Had they stuck with the ghost buddy idea, Warsi and Irani, would have brought the hall down with their comic abilities—look at the scene in the bank. But the point was to allow Arshad Warsi to do ‘herogiri’—romance, weeping and all—since he is the producer. Which is not to suggest that Warsi should stick to comedy, but to display his ‘variety’ he must pick better projects.

Mittal v/s Mittal

Mittal v/s Mittal is about marital rape—very sensitive issue, needs delicate handling, not Karan Razdan’s sledgehammer.

Look at the characters he comes up with, a millionaire hero (Rohit Roy) who marries women who turn down his advances as ‘revenge’. A female lawyer (Suchitra Krishnamoorthi) fighting a crucial case, keeps yelling “this is ridiculous” in court and at one point bursts into tears; a male lawyer (Gulshan Grover) offers everyone “herbal tea”. There’s one of India’s top ten industrialists (Amar Talwar) who is scared of his wife, and this wife (Dolly Thakore), enters any room and demands that the AC be switched on! “Middle class” is thrown as an insult in new bride’s face, when her parents live in a huge bungalow with a garden!

The leading lady, Mitali (Rituparna Sengupta) is a model, who marries rich guy Karan and puts up with abuse from the wedding night itself. She is seen pottering about the house in the same red nightie and at one point flirtatiously telling her husband to say he loves her. “You terrorise me,” he says, and stalks off.
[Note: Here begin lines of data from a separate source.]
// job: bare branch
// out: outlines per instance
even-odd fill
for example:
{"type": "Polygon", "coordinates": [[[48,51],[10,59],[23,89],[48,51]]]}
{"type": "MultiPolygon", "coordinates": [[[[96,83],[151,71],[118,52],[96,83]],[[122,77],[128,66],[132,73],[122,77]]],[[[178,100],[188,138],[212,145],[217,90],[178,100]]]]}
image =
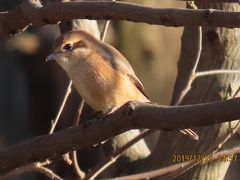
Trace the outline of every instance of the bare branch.
{"type": "Polygon", "coordinates": [[[85,177],[85,179],[93,180],[95,179],[99,174],[101,174],[105,169],[107,169],[109,166],[111,166],[120,156],[121,154],[127,150],[129,147],[131,147],[133,144],[137,143],[142,138],[146,137],[147,135],[153,133],[152,130],[144,130],[139,135],[134,137],[131,141],[129,141],[127,144],[122,146],[121,148],[115,150],[112,154],[107,156],[102,162],[100,162],[94,169],[92,169],[85,177]]]}
{"type": "Polygon", "coordinates": [[[52,121],[52,125],[51,125],[51,128],[50,128],[50,130],[49,130],[49,134],[52,134],[52,133],[53,133],[53,131],[54,131],[54,129],[55,129],[57,123],[58,123],[59,117],[60,117],[60,115],[62,114],[63,108],[64,108],[64,106],[65,106],[65,104],[66,104],[67,99],[68,99],[68,96],[69,96],[69,94],[71,93],[71,86],[72,86],[72,81],[70,81],[69,84],[68,84],[66,93],[65,93],[65,95],[64,95],[64,98],[63,98],[63,101],[62,101],[62,103],[61,103],[61,106],[60,106],[60,108],[59,108],[59,110],[58,110],[58,113],[57,113],[54,121],[52,121]]]}
{"type": "Polygon", "coordinates": [[[194,65],[193,65],[191,74],[189,75],[189,79],[186,83],[185,88],[181,91],[181,93],[180,93],[178,99],[176,100],[176,102],[174,103],[174,105],[179,105],[182,102],[183,98],[186,96],[186,94],[191,89],[193,81],[195,80],[195,73],[196,73],[197,66],[198,66],[199,59],[200,59],[201,52],[202,52],[202,28],[201,27],[198,27],[198,39],[197,40],[198,40],[197,54],[194,59],[194,65]]]}
{"type": "Polygon", "coordinates": [[[79,127],[39,136],[2,149],[0,173],[100,143],[130,129],[184,129],[232,121],[239,117],[240,98],[176,107],[128,102],[102,120],[93,119],[79,127]]]}
{"type": "Polygon", "coordinates": [[[216,75],[216,74],[240,74],[240,70],[217,69],[217,70],[196,72],[195,78],[202,77],[202,76],[216,75]]]}
{"type": "Polygon", "coordinates": [[[215,9],[154,8],[125,2],[58,2],[42,6],[28,0],[0,13],[0,35],[17,33],[29,25],[44,26],[71,19],[114,19],[164,26],[240,27],[240,12],[215,9]],[[36,5],[37,4],[37,5],[36,5]]]}
{"type": "Polygon", "coordinates": [[[41,174],[44,174],[45,176],[49,177],[50,179],[53,180],[63,180],[61,177],[56,175],[54,172],[52,172],[50,169],[44,167],[45,165],[48,165],[50,161],[46,161],[44,163],[36,162],[36,163],[31,163],[25,166],[21,166],[19,168],[16,168],[7,174],[0,176],[0,179],[2,180],[7,180],[9,178],[13,178],[15,176],[28,173],[28,172],[39,172],[41,174]]]}

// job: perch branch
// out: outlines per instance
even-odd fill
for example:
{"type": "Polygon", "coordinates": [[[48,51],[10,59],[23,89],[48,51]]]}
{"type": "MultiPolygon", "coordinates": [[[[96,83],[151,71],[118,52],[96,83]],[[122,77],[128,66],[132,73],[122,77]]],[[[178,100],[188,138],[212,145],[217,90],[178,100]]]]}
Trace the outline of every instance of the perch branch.
{"type": "Polygon", "coordinates": [[[43,6],[38,0],[27,0],[13,10],[0,12],[0,35],[15,34],[29,25],[44,26],[81,18],[127,20],[173,27],[240,27],[240,12],[155,8],[115,1],[56,2],[43,6]]]}
{"type": "Polygon", "coordinates": [[[132,101],[102,120],[93,119],[79,127],[39,136],[1,149],[0,173],[100,143],[130,129],[184,129],[238,118],[240,118],[240,98],[176,107],[132,101]]]}

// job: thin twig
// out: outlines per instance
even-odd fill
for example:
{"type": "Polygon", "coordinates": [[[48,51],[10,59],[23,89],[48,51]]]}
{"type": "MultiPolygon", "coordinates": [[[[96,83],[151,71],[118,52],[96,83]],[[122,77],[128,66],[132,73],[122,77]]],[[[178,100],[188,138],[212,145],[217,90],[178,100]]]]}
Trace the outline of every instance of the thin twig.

The marital rape is seen over multiple scenes of the wife thrashing out in bed, and the husband not even unbuttoning his shirt; nowhere does the director wonder about the complete lack of desire in the woman (and this was a love marriage), or why she stays on in an abusive marriage, if she is not being forced to. When Mitali does walk out, her mother says, it must be her fault, she must be frigid or something! And finally, the blame for Karan’s boorishness is laid on his mother’s door.

Why make a film on a serious issue and waste the opportunity of creating awareness about it, with such sloppy filmmaking?